³ Department of Microbiology and Immunology, Uniformed Services University, Maryland, USA.
⁴ Department of Pharmaceutical Sciences, College of Pharmacy, Oregon State University, Corvallis, Oregon, USA.
⁵ Department of Microbiology and Immunology, University of North Carolina at Chapel Hill, Chapel Hill, North Carolina, USA.
⁶ Vaccine and Gene Therapy Institute, Oregon Health & Science University, Beaverton, Oregon, USA.
⁷ Department of Medicine, Division of Infectious Diseases, University of North Carolina School of Medicine, Chapel Hill, North Carolina, USA.

PMID: 38526341
DOI: 10.1093/infdis/jiae153

Abstract

There is an urgent need for vaccines against Neisseria gonorrhoeae (Ng), the causative agent of gonorrhea. Vaccination with an outer-membrane vesicle (OMV)-based Neisseria meningitidis (Nm) vaccine provides some protection from Ng; however, the mechanisms underlying this cross-protection are unknown.
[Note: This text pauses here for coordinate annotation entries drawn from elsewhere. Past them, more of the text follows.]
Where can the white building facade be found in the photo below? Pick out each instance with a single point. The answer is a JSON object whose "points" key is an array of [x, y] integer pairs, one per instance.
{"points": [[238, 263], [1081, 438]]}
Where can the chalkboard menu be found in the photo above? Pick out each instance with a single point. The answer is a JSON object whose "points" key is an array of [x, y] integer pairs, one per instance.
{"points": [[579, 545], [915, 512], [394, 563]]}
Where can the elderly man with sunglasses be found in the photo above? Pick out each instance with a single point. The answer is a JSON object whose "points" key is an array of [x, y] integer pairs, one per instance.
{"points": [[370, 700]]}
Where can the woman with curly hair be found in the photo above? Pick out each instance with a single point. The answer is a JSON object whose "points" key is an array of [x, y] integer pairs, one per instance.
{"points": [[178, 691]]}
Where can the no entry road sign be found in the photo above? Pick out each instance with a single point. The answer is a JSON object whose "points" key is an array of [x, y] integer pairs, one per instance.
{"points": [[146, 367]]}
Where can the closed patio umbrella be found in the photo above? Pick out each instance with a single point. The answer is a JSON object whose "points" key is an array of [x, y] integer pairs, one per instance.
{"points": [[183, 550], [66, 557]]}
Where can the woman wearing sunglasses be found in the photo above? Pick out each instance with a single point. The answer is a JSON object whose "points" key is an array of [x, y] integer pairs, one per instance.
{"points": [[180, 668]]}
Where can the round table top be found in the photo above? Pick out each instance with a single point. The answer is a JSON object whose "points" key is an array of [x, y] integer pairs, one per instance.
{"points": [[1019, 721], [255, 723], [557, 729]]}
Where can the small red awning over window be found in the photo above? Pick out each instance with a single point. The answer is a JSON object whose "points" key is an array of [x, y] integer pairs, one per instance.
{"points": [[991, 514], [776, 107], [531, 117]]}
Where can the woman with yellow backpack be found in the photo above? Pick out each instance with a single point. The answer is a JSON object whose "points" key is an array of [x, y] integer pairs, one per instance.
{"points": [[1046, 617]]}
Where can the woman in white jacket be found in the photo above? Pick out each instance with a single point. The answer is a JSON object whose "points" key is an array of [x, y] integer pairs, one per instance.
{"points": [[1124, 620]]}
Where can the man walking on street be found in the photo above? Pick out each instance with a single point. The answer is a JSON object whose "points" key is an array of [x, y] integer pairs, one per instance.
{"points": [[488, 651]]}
To address this need, we developed multiplexed bead-based assays for the relative quantification of human and mouse IgG and IgA against Ng antigens. The assays were evaluated for analyte independence, dilutional linearity, specificity, sensitivity, intra- and inter-assay variability, and robustness to sample storage conditions. The assay was then used to test samples from mice and humans immunized with an Nm-OMV vaccine.

Keywords: Neisseria gonorrhoeae; assay development; humoral response monitoring; multiplex bead assay.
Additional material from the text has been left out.